Jerid Francom

ACIV-ES: A Novel Spanish-language Corpus for Linguistic and Cultural Comparisons between Communities of the Hispanic World

Awarded $25,000 for the period 8/1/11 to 12/31/11

Source: National Endowment for the Humanities (NEH)

ACTIV-ES will be the first electronic resource to compile the language of common, everyday life for three linguistically, culturally, and geographically distinct communities—Spain, Mexico, and Argentina. It will provide scholars, instructors, students, and other interested parties with a rich cross-linguistic and cross-cultural analysis of current patterns and themes in the Hispanic world. A series of planning sessions bringing together experts in linguistics, pedagogy, computer science, and psychology will guide the technical and theoretical steps to optimize ACTIV-ES for applications in second-language pedagogy and enable heretofore impossible contemporary humanistic understanding and other interdisciplinary connections. During the grant period and beyond, WFU IT personnel and services will optimize integration of the resulting resource into humanistic research on campus and ensure free access to national and international public and scholars. This activity is expected to generate critical feedback on areas for improvement and inform a Level 2 proposal to add size, attributes, and a web interface to enable flexible public and scholarly access to the corpus.

Sol Miguel-Prendes

Contemplative Practices and Literary Creation

Awarded 6-month Contemplative Practice Fellowship

Source: American Council of Learned Societies

Sol Miguel-Prendes, Associate Professor of Romance Languages, has been awarded an American Council of Learned Societies (ACLS) Contemplative Practice Fellowship. It is one of ten awarded nationally each year “to advance scholarship and to encourage innovative course research” that will “restore and renew the critical contribution that contemplative practices can make to the life of the mind.” Dr. Miguel-Prendes won the single award for literature this year.

The course she is designing, “Contemplative Practices and Literary Creation,” is based on research for a book and will be taught initially to advanced undergraduate Spanish students. It examines three central images-the journey, the locus amoenus, and the inner city-as they are used in religious and lay texts in Castilian, Catalan, and other European contexts. The course is primarily devoted to the Middle Ages but will incorporate texts extending into the twentieth century.

Roberta Morosini

Networks and Knowledge: Synthesis and Innovation in the Muslim-Christian-Jewish Medieval Mediterranean, National Endowment for the Humanities

(NEH) Summer Institute, Barcelona, 2012.

Fellowship

Bogliasco Center

Dr. Morosini will write two chapters of her book, Whispers of the Dove, which examines representations of the prophet Muhammad in fourteenth and fifteenth-century Italy. It starts from canto XXVIII of The Inferno, where Dante features a peculiar punishment for Muhammad among the schismatic, and a Western legend, first mentioned in Vincent of Beauvais’s Speculum historiale, that describes a malicious religious figure who, to convince the masses that Muhammad has been elected the new Moses by the Holy Spirit, trains a dove to peck at his ear. Another legend, more popular in France than in Italy, involves a bull, trained to carry the book of the new religion between its horns. Whispers of the Dove examines these stories and images to explore the prejudice that Christian intellectuals in Byzantium transmitted to Western Europe.

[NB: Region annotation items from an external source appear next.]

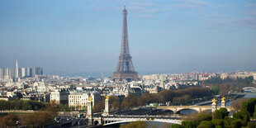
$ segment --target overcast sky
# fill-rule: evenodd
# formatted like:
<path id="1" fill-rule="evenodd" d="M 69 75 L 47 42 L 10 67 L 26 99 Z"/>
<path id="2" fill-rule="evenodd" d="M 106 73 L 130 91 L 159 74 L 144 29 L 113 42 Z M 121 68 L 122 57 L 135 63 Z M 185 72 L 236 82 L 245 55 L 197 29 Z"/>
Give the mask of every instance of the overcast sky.
<path id="1" fill-rule="evenodd" d="M 256 0 L 0 0 L 0 67 L 112 72 L 125 2 L 140 74 L 256 70 Z"/>

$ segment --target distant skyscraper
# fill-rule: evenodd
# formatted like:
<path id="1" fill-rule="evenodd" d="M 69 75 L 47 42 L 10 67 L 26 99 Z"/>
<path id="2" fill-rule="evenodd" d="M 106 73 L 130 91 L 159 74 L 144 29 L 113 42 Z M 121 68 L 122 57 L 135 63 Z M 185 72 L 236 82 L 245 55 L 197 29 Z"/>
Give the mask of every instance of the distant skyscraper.
<path id="1" fill-rule="evenodd" d="M 31 77 L 31 69 L 26 68 L 26 77 Z"/>
<path id="2" fill-rule="evenodd" d="M 19 78 L 19 68 L 18 68 L 18 60 L 16 60 L 15 63 L 15 78 Z"/>
<path id="3" fill-rule="evenodd" d="M 0 79 L 3 78 L 3 69 L 0 69 Z"/>
<path id="4" fill-rule="evenodd" d="M 130 55 L 129 44 L 128 44 L 128 28 L 127 28 L 127 11 L 125 8 L 123 13 L 123 26 L 121 36 L 121 46 L 120 51 L 119 60 L 117 66 L 112 73 L 112 79 L 116 81 L 131 81 L 139 80 L 138 73 L 135 71 Z"/>
<path id="5" fill-rule="evenodd" d="M 21 78 L 24 78 L 26 76 L 26 69 L 25 68 L 21 68 Z"/>

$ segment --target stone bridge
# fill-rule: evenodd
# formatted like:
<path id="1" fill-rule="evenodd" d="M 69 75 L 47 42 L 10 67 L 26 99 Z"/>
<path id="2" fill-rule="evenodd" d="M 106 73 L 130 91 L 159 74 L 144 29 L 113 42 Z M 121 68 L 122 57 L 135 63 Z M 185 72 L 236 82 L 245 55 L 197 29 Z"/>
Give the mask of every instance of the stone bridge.
<path id="1" fill-rule="evenodd" d="M 217 107 L 216 109 L 221 108 L 220 107 Z M 231 107 L 225 107 L 228 111 L 234 111 L 235 109 Z M 164 109 L 173 111 L 173 113 L 178 113 L 181 110 L 191 109 L 197 111 L 198 113 L 206 111 L 211 110 L 211 106 L 158 106 L 156 109 Z"/>
<path id="2" fill-rule="evenodd" d="M 172 124 L 181 124 L 182 117 L 170 116 L 136 116 L 136 115 L 108 115 L 107 116 L 94 117 L 92 124 L 95 126 L 109 126 L 131 121 L 157 121 Z"/>

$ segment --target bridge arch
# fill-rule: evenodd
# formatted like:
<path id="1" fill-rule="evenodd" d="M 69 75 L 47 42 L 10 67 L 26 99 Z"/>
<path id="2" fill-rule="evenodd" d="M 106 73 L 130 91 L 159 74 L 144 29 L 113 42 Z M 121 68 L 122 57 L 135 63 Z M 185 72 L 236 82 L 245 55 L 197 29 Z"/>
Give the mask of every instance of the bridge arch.
<path id="1" fill-rule="evenodd" d="M 193 109 L 193 108 L 181 108 L 181 109 L 178 109 L 178 110 L 177 110 L 177 113 L 180 113 L 180 111 L 183 111 L 183 110 L 192 110 L 192 111 L 197 111 L 197 112 L 200 112 L 197 109 Z"/>
<path id="2" fill-rule="evenodd" d="M 132 121 L 109 121 L 108 123 L 103 124 L 103 126 L 111 126 L 116 124 L 123 124 L 123 123 L 130 123 L 130 122 L 136 122 L 136 121 L 146 121 L 146 122 L 164 122 L 167 123 L 164 121 L 143 121 L 143 120 L 132 120 Z M 172 124 L 181 124 L 181 122 L 168 122 Z"/>
<path id="3" fill-rule="evenodd" d="M 99 124 L 99 122 L 97 121 L 95 121 L 93 123 L 95 126 L 97 126 Z"/>

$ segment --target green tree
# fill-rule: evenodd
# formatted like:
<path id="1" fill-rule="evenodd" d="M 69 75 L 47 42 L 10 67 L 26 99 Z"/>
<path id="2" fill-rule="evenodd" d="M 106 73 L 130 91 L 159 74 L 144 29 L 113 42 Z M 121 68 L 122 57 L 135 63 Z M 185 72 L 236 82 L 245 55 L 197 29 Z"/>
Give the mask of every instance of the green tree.
<path id="1" fill-rule="evenodd" d="M 14 114 L 0 116 L 0 127 L 15 127 L 16 122 L 19 120 L 19 117 Z"/>
<path id="2" fill-rule="evenodd" d="M 243 102 L 241 106 L 241 111 L 247 111 L 251 116 L 254 113 L 254 107 L 256 105 L 256 97 L 249 98 L 249 100 Z"/>
<path id="3" fill-rule="evenodd" d="M 213 112 L 213 119 L 224 119 L 227 116 L 229 116 L 229 111 L 223 107 Z"/>
<path id="4" fill-rule="evenodd" d="M 231 121 L 230 126 L 231 126 L 232 128 L 241 128 L 241 127 L 242 127 L 241 120 L 240 120 L 240 119 L 233 120 L 233 121 Z"/>
<path id="5" fill-rule="evenodd" d="M 249 121 L 247 123 L 246 128 L 256 128 L 256 123 Z"/>
<path id="6" fill-rule="evenodd" d="M 223 119 L 214 119 L 211 121 L 211 123 L 216 127 L 217 126 L 220 126 L 221 127 L 225 127 L 228 126 L 228 121 Z"/>
<path id="7" fill-rule="evenodd" d="M 210 121 L 202 121 L 197 128 L 214 128 L 214 125 Z"/>
<path id="8" fill-rule="evenodd" d="M 130 122 L 127 125 L 121 124 L 119 128 L 146 128 L 148 126 L 145 121 Z"/>
<path id="9" fill-rule="evenodd" d="M 256 119 L 256 105 L 254 107 L 254 118 Z"/>
<path id="10" fill-rule="evenodd" d="M 211 90 L 213 92 L 213 94 L 215 94 L 215 95 L 219 94 L 219 92 L 220 92 L 220 88 L 219 87 L 212 86 L 211 88 Z"/>
<path id="11" fill-rule="evenodd" d="M 183 128 L 196 128 L 197 127 L 195 122 L 193 122 L 192 121 L 183 121 L 182 126 Z"/>
<path id="12" fill-rule="evenodd" d="M 199 126 L 202 121 L 211 121 L 211 115 L 208 113 L 199 113 L 193 120 L 197 126 Z"/>
<path id="13" fill-rule="evenodd" d="M 233 118 L 235 121 L 234 121 L 233 124 L 239 123 L 242 126 L 245 126 L 247 122 L 249 121 L 249 114 L 247 111 L 237 111 L 233 114 Z M 231 124 L 232 124 L 232 121 L 231 121 Z"/>
<path id="14" fill-rule="evenodd" d="M 183 128 L 183 126 L 178 124 L 173 124 L 171 126 L 171 128 Z"/>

What about the ‘Franceschi romanzi’? From France to Italy and Italy to France. The Rewriting of French Models in Boccaccio’s Neapolitan vernacular works: Filocolo (1336-39), Filostrato (1338), and Teseida (1339-41) and a French rewriting of the Filocolo: Le Philocope (1555) by Adrien Seuin

Awarded $40K for the period 2003-2004

Source: Harvard University Villa I Tatti Fellowship

Roberta Morosini, Assistant Professor of Romance Languages, is among 15 candidates nationally to win an I Tatti Fellowship for Italian Renaissance studies from Harvard University. She will study in Florence as a Francesco De Dombrowski Fellow. Two people are chosen for each discipline, including literature, history, and art history.

In addition to a $40K stipend and residence at the villa during the 2003/2004 academic year, Dr. Morosini will receive a $1,500 grant from the Lila Wallace – Reader’s Digest Fund to lecture on her work and to submit an article to I Tatti Studies in the two years following the stay.

Dr. Morosini will investigate “What about the ‘Franceschi romanzi’? From France to Italy and Italy to France. The Rewriting of French Models in Boccaccio’s Neapolitan vernacular works: Filocolo (1336-39), Filostrato (1338), and Teseida (1339-41) and a French rewriting of the Filocolo: Le Philocope (1555) by Adrien Seuin.” Franceschi romanzi refers to the Old French romances mentioned by one of Boccaccio’s heroines, the love-struck Fiammetta in the Elegia di Madonna Fiammetta. Dr. Morosini will examine the French romances reworked by Boccaccio as well as the first French edition of the Filocolo, which Boccaccio had originally rewritten and adapted from the Old French Floire et Blancheflor.